The National Rosacea Society (NRS) has announced funding for three new studies, in addition to continuing support for two ongoing studies, as part of its research grants program. The program’s goal is to increase knowledge and understanding of the causes and other key aspects of rosacea that may lead to improvements in its management, prevention or potential cure.
Luis Garza, MD, PhD, associate professor of dermatology at Johns Hopkins University, and colleagues were awarded $25,000 to study epigenetic lesions in rosacea. They posit that this process may be responsible for why rosacea persists even though keratinocytes slough off and are replaced approximately every two months.

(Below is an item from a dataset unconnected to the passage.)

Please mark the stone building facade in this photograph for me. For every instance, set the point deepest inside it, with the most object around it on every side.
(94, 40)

Wenqing Li, PhD, assistant professor of dermatology at Brown University, was awarded $25,000 to clarify how hormone use and hormone levels associated with menopause and during pregnancy may affect the risk of developing rosacea. The study will use data from the well-known Nurses’ Health Study II, an ongoing prospective cohort with biennially updated questionnaires on the medical history of 116,000 nurses since 1989, including more than 6,000 women diagnosed with rosacea.
Anna Di Nardo, MD, PhD, associate professor of dermatology at the University of California San Diego, and colleagues were awarded $25,000 to continue their investigation to determine whether the release of cathelicidin antimicrobial peptides is central to the connection between the nervous system and skin inflammation through the activation of mast cells in rosacea. In previous research, Dr. Di Nardo showed that mast cells were highly significant in the overproduction of cathelicidins.
The NRS also continued to fund studies by Gideon Smith, MD, PhD, assistant physician in dermatology at Massachusetts General Hospital and instructor at Harvard University, and colleagues, who are investigating whether individuals with rosacea may be at higher risk for other disorders involving the vascular system, such as heart disease and high cholesterol; and Lori Lee Stohl, MD, research associate in dermatology at Weill Cornell Medical School, who is examining how biochemicals released during stress may increase the number of mast cells linked to rosacea.
Researchers interested in applying for grants may obtain forms and instructions by contacting: 888.662.5874, www.rosacea.org. High priority in awarding grants is given to studies relating to rosacea’s pathogenesis, progression, mechanism of action, cell biology and potential genetic factors. Proposals relating to epidemiology, predisposition, quality of life and relationships with environmental and lifestyle factors may also be considered.